After an evaluation, GNOME has moved from Bugzilla to GitLab. Learn more about GitLab.
No new issues can be reported in GNOME Bugzilla anymore.
To report an issue in a GNOME project, go to GNOME GitLab.
Do not go to GNOME Gitlab for: Bluefish, Doxygen, GnuCash, GStreamer, java-gnome, LDTP, NetworkManager, Tomboy.
Bug 765906 - typefind: Regression due to fix for 763491
typefind: Regression due to fix for 763491
Status: RESOLVED FIXED
Product: GStreamer
Classification: Platform
Component: gstreamer (core)
git master
Other All
: Normal blocker
: 1.8.2
Assigned To: GStreamer Maintainers
GStreamer Maintainers
Depends on:
Blocks:
 
 
Reported: 2016-05-02 14:53 UTC by Xabier Rodríguez Calvar
Modified: 2016-05-11 13:42 UTC
See Also:
GNOME target: ---
GNOME version: ---


Attachments
Pipeline (76.86 KB, image/png)
2016-05-02 14:53 UTC, Xabier Rodríguez Calvar
  Details
GST_DEBUG="*:5" (917.71 KB, text/x-log)
2016-05-02 14:54 UTC, Xabier Rodríguez Calvar
  Details
Threads Backtrace (24.67 KB, text/plain)
2016-05-02 15:00 UTC, Xabier Rodríguez Calvar
  Details
Desktop threads backtrace (52.07 KB, text/plain)
2016-05-03 15:19 UTC, Xabier Rodríguez Calvar
  Details
Bump WebKitGTK+ dependencies to 1.8.1 (3.91 KB, patch)
2016-05-03 15:21 UTC, Xabier Rodríguez Calvar
rejected Details | Review
typefind: Only push a CAPS event downstream if the sinkpad is not in PULL mode (1.23 KB, patch)
2016-05-11 12:08 UTC, Sebastian Dröge (slomo)
committed Details | Review

Description Xabier Rodríguez Calvar 2016-05-02 14:53:34 UTC
Created attachment 327154 [details]
Pipeline

The deadlock happens already at a very early step, that's why the pipeline dump is so simple.

+++ This bug was initially created as a clone of Bug #763491 +++
Comment 1 Xabier Rodríguez Calvar 2016-05-02 14:54:09 UTC
Created attachment 327155 [details]
GST_DEBUG="*:5"
Comment 2 Sebastian Dröge (slomo) 2016-05-02 14:55:24 UTC
Can you provide a testcase for reproducing the problem too?
Comment 3 Xabier Rodríguez Calvar 2016-05-02 14:56:05 UTC
The used media file can be found at https://github.com/youtube/js_mse_eme/blob/master/media/car_20130125_18.mp4.
Comment 4 Xabier Rodríguez Calvar 2016-05-02 15:00:47 UTC
Created attachment 327156 [details]
Threads Backtrace

(In reply to Sebastian Dröge (slomo) from comment #2)
> Can you provide a testcase for reproducing the problem too?

I'm trying, but as a first step I thought it could be useful to provide some more information.
Comment 5 Sebastian Dröge (slomo) 2016-05-03 07:41:00 UTC
So one thread (thread 1) is deactivating the typefind pad from PULL mode due to a state change (why is thread 1 doing that? is it shutting down the pipeline or is that still the state change of starting it?), while the other thread (typefind's task) is sending sticky events on that pad.
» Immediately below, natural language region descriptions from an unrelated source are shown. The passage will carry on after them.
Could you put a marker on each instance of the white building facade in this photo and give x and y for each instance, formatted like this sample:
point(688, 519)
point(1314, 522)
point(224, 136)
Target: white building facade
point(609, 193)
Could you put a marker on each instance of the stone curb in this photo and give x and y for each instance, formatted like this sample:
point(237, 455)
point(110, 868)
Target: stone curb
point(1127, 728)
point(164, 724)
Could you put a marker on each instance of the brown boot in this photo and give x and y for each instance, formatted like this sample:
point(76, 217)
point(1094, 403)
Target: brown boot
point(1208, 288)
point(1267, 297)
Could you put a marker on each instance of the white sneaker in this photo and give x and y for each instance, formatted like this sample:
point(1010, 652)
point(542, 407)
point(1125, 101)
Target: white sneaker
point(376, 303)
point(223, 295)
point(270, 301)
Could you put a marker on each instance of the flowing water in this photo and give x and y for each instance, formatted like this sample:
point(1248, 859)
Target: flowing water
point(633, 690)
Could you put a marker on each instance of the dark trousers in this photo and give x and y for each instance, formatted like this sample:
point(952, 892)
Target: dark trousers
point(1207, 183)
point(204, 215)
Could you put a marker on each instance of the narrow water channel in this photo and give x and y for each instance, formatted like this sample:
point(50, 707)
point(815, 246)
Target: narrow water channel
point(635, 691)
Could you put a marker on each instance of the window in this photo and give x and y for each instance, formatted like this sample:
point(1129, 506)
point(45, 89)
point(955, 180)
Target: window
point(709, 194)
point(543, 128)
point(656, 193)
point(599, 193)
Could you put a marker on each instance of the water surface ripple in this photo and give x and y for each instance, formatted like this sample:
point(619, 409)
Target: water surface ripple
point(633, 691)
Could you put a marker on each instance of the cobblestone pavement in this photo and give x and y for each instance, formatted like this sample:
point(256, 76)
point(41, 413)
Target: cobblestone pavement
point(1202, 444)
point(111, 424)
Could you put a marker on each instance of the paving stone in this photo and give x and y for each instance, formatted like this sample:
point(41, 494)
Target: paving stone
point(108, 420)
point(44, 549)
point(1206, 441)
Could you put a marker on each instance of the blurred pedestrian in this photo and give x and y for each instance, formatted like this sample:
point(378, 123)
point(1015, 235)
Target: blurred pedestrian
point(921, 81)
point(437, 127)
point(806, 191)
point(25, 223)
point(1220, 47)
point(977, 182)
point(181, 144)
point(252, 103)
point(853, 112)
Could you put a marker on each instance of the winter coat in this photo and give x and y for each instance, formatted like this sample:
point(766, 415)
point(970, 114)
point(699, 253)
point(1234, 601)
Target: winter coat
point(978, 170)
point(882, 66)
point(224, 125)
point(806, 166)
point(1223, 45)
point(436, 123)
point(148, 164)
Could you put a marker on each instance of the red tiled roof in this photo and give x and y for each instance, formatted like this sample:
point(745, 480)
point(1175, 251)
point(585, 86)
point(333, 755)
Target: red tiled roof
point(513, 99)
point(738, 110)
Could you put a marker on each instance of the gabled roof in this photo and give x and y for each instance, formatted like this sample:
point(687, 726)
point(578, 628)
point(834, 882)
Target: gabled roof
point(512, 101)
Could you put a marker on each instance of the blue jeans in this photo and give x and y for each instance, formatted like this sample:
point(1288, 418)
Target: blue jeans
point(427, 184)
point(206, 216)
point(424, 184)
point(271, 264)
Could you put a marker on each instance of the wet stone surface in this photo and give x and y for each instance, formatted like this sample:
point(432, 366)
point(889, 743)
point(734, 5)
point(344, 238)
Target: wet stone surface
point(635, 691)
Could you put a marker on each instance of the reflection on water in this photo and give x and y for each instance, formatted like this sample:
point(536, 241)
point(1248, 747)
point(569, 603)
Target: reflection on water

For some reason it looks like there is a lock order problem or so, both threads seem to wait on a different stream lock: one is locking from srcpad to sinkpad (thread 1), the other from sinkpad to srcpad (the other thread that pushes events).
Comment 6 Sebastian Dröge (slomo) 2016-05-03 07:41:23 UTC
A testcase for this would definitely be helpful, it's not clear to me what this application is actually doing.
Comment 7 Xabier Rodríguez Calvar 2016-05-03 15:19:37 UTC
Created attachment 327236 [details]
Desktop threads backtrace

I bumped GStreamer versions to 1.8.1 in WebKitGTK+ and manage to reproduce what I think is the same problem. I'm attaching the backtraces.
Comment 8 Xabier Rodríguez Calvar 2016-05-03 15:21:28 UTC
Created attachment 327237 [details] [review]
Bump WebKitGTK+ dependencies to 1.8.1

To ease the the process of bumping the GStreamer versions at WebKitGTK+ though you'd probably like to have your own repos instead :)
Comment 9 Xabier Rodríguez Calvar 2016-05-03 15:22:31 UTC
I must say that at my desktop it was no easy to get it blocked there.
Comment 10 Xabier Rodríguez Calvar 2016-05-03 15:24:32 UTC
(In reply to Sebastian Dröge (slomo) from comment #6)
> A testcase for this would definitely be helpful, it's not clear to me what
> this application is actually doing.

As you could see in my last comments I tried to reproduce the bug in WKGTK+ to see if you can get some interesting info from it. I'll continue to try to produce a test case with an appsrc feeding info a playbin.
Comment 11 Sebastian Dröge (slomo) 2016-05-05 07:25:37 UTC
I like WTF::ParkingLot ;)

Looks indeed like the same problem. type found sends out the sticky events from the src pad and blocks on the stream lock of the next sink pad, all this happening from the task function on the sinkpad (i.e. the sinkpad stream lock is taken of typefind and the one of the next downstream element is trying to be taken but deadlocks). At the same time the main thread shuts down the pipeline, which then deadlocks on the sinkpad stream lock of typefind, supposedly because the next downstream sinkpad stream lock is already taken.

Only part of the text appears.